The Canadian far-right extremist who murdered six Muslims at an Islamic Cultural Center in Quebec City was sentenced on Friday to life imprisonment.
Alexandre Bissonnette, 29, will have to serve a minimum of 40 years until he is eligible for parole for an attack Superior Court Justice François Huot described during the six-hour sentencing hearing as “premeditated, gratuitous and abject.” He added that Bissonnette was driven by “racism and hatred.”
The prosecution initially had asked for a 150 year sentence, which would have been the harshest sentence ever handed down in Canadian history.
Some survivors of the incident were angry that Bissonnette would face the possibility of parole, as well as the fact that he did not faces terrorism charges.

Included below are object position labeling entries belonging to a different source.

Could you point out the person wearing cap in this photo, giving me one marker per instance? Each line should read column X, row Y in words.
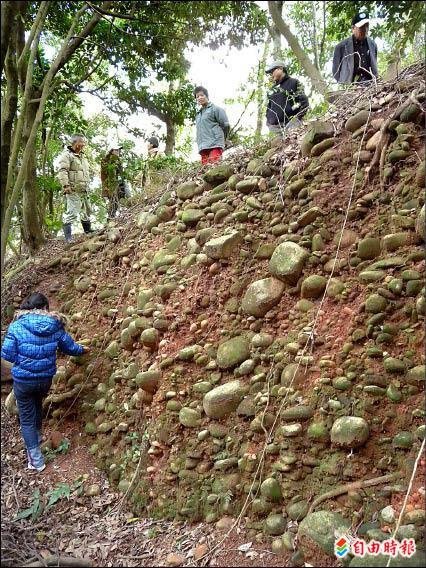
column 355, row 58
column 287, row 102
column 113, row 184
column 144, row 177
column 212, row 127
column 153, row 147
column 73, row 175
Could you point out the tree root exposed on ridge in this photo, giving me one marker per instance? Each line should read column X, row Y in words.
column 342, row 489
column 60, row 561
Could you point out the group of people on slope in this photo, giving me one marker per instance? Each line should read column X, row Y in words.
column 32, row 340
column 354, row 61
column 74, row 176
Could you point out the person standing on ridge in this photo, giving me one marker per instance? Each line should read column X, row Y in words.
column 287, row 102
column 212, row 127
column 73, row 175
column 355, row 58
column 30, row 344
column 113, row 184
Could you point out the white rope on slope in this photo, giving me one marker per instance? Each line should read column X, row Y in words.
column 308, row 340
column 410, row 485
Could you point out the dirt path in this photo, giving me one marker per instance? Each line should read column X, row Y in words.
column 99, row 528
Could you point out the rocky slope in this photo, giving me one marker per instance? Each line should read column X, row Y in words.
column 257, row 335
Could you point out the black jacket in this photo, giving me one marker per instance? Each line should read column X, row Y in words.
column 285, row 101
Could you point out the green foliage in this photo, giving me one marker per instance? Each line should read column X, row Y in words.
column 63, row 448
column 34, row 511
column 41, row 504
column 401, row 19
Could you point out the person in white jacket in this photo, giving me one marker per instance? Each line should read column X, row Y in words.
column 355, row 58
column 73, row 175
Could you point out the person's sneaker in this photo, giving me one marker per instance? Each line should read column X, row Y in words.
column 33, row 467
column 35, row 459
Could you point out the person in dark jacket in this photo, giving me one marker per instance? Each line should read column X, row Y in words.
column 30, row 344
column 355, row 58
column 287, row 102
column 212, row 127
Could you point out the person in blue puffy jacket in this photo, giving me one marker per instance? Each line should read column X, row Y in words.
column 31, row 342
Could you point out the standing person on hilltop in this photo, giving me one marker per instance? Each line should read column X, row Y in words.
column 355, row 58
column 73, row 175
column 287, row 102
column 153, row 147
column 212, row 127
column 144, row 178
column 113, row 184
column 30, row 344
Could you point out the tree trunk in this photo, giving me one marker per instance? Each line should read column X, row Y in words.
column 170, row 136
column 69, row 46
column 8, row 115
column 32, row 226
column 311, row 71
column 276, row 35
column 9, row 11
column 260, row 91
column 394, row 63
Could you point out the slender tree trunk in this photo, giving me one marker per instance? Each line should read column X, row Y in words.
column 170, row 136
column 260, row 91
column 311, row 71
column 69, row 46
column 9, row 12
column 314, row 35
column 32, row 226
column 276, row 34
column 394, row 63
column 8, row 115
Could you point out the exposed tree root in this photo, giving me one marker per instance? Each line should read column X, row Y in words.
column 342, row 489
column 61, row 561
column 380, row 152
column 60, row 397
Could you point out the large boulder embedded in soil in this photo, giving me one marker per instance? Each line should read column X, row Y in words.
column 350, row 432
column 232, row 352
column 223, row 399
column 261, row 296
column 188, row 190
column 218, row 174
column 223, row 246
column 320, row 528
column 421, row 224
column 287, row 261
column 319, row 130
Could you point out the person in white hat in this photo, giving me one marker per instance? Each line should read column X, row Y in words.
column 355, row 58
column 287, row 102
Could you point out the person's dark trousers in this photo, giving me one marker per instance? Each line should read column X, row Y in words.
column 113, row 206
column 86, row 227
column 29, row 399
column 67, row 232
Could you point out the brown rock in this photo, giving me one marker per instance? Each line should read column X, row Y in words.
column 55, row 439
column 173, row 559
column 200, row 551
column 225, row 523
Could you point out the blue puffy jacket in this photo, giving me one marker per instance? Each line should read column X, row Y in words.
column 31, row 343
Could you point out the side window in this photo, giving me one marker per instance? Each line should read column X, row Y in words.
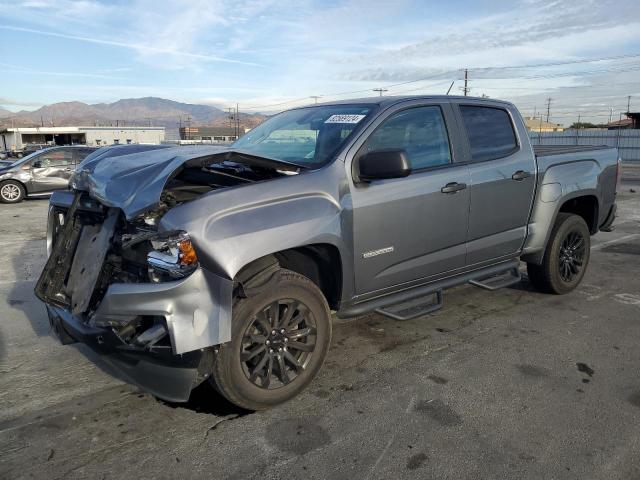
column 490, row 132
column 420, row 131
column 57, row 158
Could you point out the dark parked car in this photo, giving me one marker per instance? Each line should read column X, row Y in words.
column 40, row 173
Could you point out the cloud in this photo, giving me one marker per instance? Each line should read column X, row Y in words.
column 138, row 47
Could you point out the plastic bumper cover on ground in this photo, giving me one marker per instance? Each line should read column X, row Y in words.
column 167, row 376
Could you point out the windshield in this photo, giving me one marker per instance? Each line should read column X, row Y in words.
column 308, row 137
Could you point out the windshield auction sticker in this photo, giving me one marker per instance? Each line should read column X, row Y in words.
column 344, row 118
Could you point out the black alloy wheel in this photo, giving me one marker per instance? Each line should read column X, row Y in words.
column 278, row 344
column 280, row 336
column 571, row 256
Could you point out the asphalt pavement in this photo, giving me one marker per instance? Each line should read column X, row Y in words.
column 505, row 384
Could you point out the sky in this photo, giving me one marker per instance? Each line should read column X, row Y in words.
column 269, row 55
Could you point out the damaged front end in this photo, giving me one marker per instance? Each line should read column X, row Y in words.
column 133, row 293
column 121, row 281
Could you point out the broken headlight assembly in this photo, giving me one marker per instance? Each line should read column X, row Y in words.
column 172, row 257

“Today is a sad day,” survivor Saïd El-Amari said outside the courtroom. “We are committing 17 orphans to 40 years of suffering, at the end of which they will have to show up again to keep this assassin behind bars. That suffering starts today and will last 40 years — I am floored.”
Bissonnette walked into the Quebec City Islamic cultural center right after evening prayers on January 27th, and quickly began shooting indiscriminately, killing six and wounding five others — including one man who was left paralyzed.
A massive manhunt was quickly launched and Bissonnette was arrested — although not before the Trump administration had attempted to use the tragedy to justify the president’s Muslim Ban.
In an interrogation video released shortly after, Bissonnette attempted to justify his actions by claiming he was trying to defend Canada from Muslim immigrants. Shortly before the attack, Prime Minister Justin Trudeau had made the decision to allow more Muslim refugees into the country, as a direct response to the Trump administration’s ban.
When investigators searched Bissonnette’s computer, it became clear that he had been radicalized by the far-right, frequently and obsessively checking the Twitter feeds of conservative personalities like Ben Shapiro as well as more far-right individuals like Richard Spencer, Alex Jones and David Duke.
“The same themes come up repeatedly,” prosecutor Thomas Jacques told the Montreal Gazette last April. “Firearms, mass shootings, the question of Islam and feminism and the mosque.”
Bissonnette pleaded guilty to the murders last March and said he regretted his actions. “I am ashamed of what I did,” he told the courtroom at the time. “I am not a terrorist, I am not an Islamophobe.”